World and Nation

Circuitry with a feel for humanity

Nothing Eileen Oldaker tried could calm her mother when she called from the nursing home, disoriented and distressed in what was likely the early stages of dementia. So Oldaker hung up, dialed the nurses’ station and begged them to get Paro.

Paro is a robot modeled after a baby harp seal. It trills and paddles when petted, blinks when the lights go up, opens its eyes at loud noises and yelps when handled roughly or held upside down. Two microprocessors under its artificial white fur adjust its behavior based on information from dozens of hidden sensors that monitor sound, light, temperature and touch. It perks up at the sound of its name, praise and, over time, the words it hears frequently.

“Oh, there’s my baby,” Oldaker’s mother, Millie Lesek, exclaimed that night last winter when a staff member delivered the seal to her. “Here, Paro, come to me.”

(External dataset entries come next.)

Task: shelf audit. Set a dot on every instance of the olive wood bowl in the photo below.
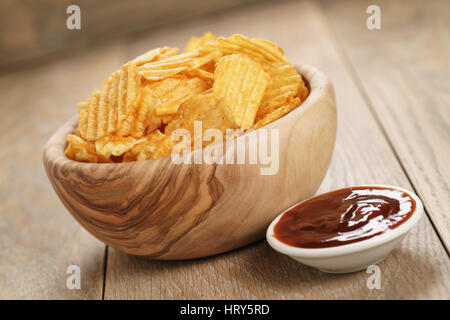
(162, 210)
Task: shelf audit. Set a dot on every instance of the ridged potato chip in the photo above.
(115, 145)
(242, 83)
(196, 43)
(258, 49)
(112, 107)
(170, 93)
(81, 150)
(207, 108)
(174, 65)
(146, 119)
(284, 85)
(155, 145)
(155, 55)
(225, 83)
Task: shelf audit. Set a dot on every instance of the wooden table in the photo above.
(393, 128)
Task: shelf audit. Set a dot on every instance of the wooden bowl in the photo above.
(162, 210)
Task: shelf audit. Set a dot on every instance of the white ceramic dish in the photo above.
(354, 256)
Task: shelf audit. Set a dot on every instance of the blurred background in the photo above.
(36, 29)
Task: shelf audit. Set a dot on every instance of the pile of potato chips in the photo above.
(227, 83)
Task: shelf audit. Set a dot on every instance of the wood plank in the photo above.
(362, 155)
(35, 29)
(38, 237)
(404, 71)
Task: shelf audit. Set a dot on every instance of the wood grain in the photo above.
(164, 210)
(33, 30)
(418, 269)
(38, 239)
(404, 71)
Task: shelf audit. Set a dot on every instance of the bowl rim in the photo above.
(317, 83)
(350, 248)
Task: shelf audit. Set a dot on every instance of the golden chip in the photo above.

“Meeaakk,” it replied, blinking up at her through long lashes.

Janet Walters, the staff member at Vincentian Home in Pittsburgh who recalled the incident, said she asked Lesek if she would watch Paro for a little while: “I need someone to baby-sit,” she told her.

“Don’t rush,” Lesek instructed, stroking Paro’s antiseptic coat in a motion that elicited a wriggle of apparent delight. “He can stay the night.”

After years of effort to coax empathy from circuitry, devices designed to soothe, support and keep us company are venturing out of the laboratory. Paro, its name derived from the first sounds of the words “personal robot,” is one of a handful that take forms that are often odd, still primitive and yet, for at least some early users, strangely compelling.

For those with a hankering for a custom-built companion and $125,000 to spend, a talking robotic head can be modeled on the personality of your choice. It will smile at its own jokes and recognize familiar faces.

Robots guided by some form of artificial intelligence now explore outer space, drop bombs, perform surgery and play soccer.Computers running artificial intelligence software handle customer service callsand beat humans at chess and, maybe, “Jeopardy!”

But building a machine that fills the basic human need for companionship has proven more difficult. Even at its edgiest, artificial intelligence cannot hold up its side of a wide-ranging conversation or, say, tell by an expression when someone is about to cry. Still, the new devices take advantage of the innate soft spot many people have for objects that seem to care — or need someone to care for them.

Their appearances in nursing homes, schools and the occasional living room are adding fuel to science fiction fantasies of machines that people can relate to as well as rely on. And they are adding a personal dimension to a debate over what human responsibilities machines should, and should not, be allowed to undertake.